Norwu, Rise Up Girl Leader, Loses Right to Speak at UN


This week, the 60th Session of the United Nations Commission on the Status of Women (CSW) commenced in New York City to focus on the linkages between women's empowerment and sustainable development.

But as thousands of women come together to advocate for our rights, we wonder: where are the girls?

Girls' empowerment is one of the most promising strategies we have to achieve sustainable development. Ensuring that girls are healthy, educated, and enabled to speak out for their own rights is key to creating a better world - for girls, their families, communities, and countries.

This is why our organization, Rise Up, brought a delegation of girls from Liberia and the US South to share their powerful advocacy work with esteemed United Nations officials and policymakers at the CSW. But, we will sorely miss Norwu, a 20-year old Liberian girl who we had planned to include in the delegation.
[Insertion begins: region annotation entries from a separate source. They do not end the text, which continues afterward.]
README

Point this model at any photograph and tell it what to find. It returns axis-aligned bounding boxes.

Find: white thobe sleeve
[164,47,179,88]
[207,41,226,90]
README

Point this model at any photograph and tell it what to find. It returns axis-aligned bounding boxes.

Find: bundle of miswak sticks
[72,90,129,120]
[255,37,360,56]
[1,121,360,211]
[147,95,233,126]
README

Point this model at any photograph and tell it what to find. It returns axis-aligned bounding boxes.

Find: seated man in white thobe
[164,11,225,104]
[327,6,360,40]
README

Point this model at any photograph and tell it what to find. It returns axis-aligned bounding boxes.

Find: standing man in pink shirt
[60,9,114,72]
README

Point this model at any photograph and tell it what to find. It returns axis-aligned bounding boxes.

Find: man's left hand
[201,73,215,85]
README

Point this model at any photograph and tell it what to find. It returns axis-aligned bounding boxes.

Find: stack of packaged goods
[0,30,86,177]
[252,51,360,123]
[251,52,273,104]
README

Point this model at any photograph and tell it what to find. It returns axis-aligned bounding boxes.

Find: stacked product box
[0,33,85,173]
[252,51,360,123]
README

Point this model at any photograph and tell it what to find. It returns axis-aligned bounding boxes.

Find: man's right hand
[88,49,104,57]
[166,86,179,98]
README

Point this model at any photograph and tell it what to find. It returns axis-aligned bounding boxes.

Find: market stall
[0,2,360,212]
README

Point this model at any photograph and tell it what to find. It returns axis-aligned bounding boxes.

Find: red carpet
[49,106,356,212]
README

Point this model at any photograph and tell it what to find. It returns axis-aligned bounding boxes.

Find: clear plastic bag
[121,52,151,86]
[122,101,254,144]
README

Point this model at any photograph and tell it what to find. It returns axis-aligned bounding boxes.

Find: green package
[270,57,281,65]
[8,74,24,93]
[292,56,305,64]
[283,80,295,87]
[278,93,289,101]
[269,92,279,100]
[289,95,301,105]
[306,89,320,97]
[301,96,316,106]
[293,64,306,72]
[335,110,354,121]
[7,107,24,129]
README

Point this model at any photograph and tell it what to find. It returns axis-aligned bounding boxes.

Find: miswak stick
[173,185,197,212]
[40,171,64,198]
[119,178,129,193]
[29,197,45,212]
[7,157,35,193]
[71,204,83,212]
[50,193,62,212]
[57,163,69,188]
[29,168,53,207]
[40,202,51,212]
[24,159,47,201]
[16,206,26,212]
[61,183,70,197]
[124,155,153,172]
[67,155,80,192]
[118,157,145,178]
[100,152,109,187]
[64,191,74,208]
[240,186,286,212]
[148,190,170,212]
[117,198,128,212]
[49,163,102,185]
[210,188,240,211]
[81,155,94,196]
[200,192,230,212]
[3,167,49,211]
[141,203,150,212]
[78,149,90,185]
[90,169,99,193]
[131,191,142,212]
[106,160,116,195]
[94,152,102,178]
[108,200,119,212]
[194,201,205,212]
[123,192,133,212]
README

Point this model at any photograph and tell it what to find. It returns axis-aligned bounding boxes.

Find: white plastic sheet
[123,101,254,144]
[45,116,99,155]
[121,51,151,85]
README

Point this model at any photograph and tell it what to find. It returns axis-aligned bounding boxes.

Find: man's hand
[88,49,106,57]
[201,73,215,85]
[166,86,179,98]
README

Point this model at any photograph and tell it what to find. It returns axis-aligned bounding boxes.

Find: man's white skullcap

Norwu is a passionate advocate for girls' education through her tireless work for the passage of the National Children's Law in Liberia, which guarantees national legal protection for children's health and education. But despite her important contributions to her own country's development, Norwu was denied a visa at the US Embassy in Monrovia.

No one knows if the visa officer even looked at Norwu's application, which included a special invitation and sponsorship from the United Nations Foundation. But one thing is clear: the embassy effectively took away her right to participate as a girl leader and raise her voice for Liberia in the halls of the United Nations. They took away her right to speak.

We invited Norwu to write about her experience and share what she would have done had she been given the chance to attend CSW. Here is what she said:

I was excited to attend the CSW because it would have enabled me to hear stories from other adolescent girls and learn from their experience. This would have also afforded me the opportunity to network with others in prioritizing girls' empowerment, even after the end of the conference. Moreover, my participation would have given me the chance to learn the linkages of girls' empowerment to that of sustainable development, and to unlock and discover the potential within me....

It is very disappointing not being able attend CSW60 due to the denial of a US visa. I believe there is so much inside of me that I can develop and give back to girls in Liberia. As it is, very few girls are given the opportunity to sit at the table and participate in the discussions that affect our lives. This opportunity would have helped me to explore new ideas and be inspired to do more.

The fact is that even if a girl has big dreams and hopes, her dreams and hopes have no chance of becoming real until she is given the opportunities and resources to achieve them. By being denied a visa, another girl loses the opportunity to be transformed, motivated, and inspired to make a difference.

Unfortunately, Norwu's experience is not unique. Many adolescent girls from Africa and Latin America are profiled as "flight risks" - poor girls with no future in their country who would likely overstay their visa in the United States.

And herein lies the problem. As long as we - United Nations officials, policymakers, visa officers, and decision makers of all kinds - continue to view girls like Norwu as poor girls with no future, that is exactly what too many of them will forever remain. Their voices will remain silent, their power invisible.

In 2011, on behalf of the Girls Advocacy Forum in Liberia, Norwu presented a decree to Nobel Prize winner President Ellen Johnson Sirleaf and stated, "We decree that we will be stakeholders of our own development. We, the future leaders of Liberia, are the base to which Liberia will be shaped."

Girls are their own best advocates, able to effectively articulate both their own needs and solutions. Norwu, and millions of girls like her, have the potential to transform their countries and the world - but only if we choose to listen.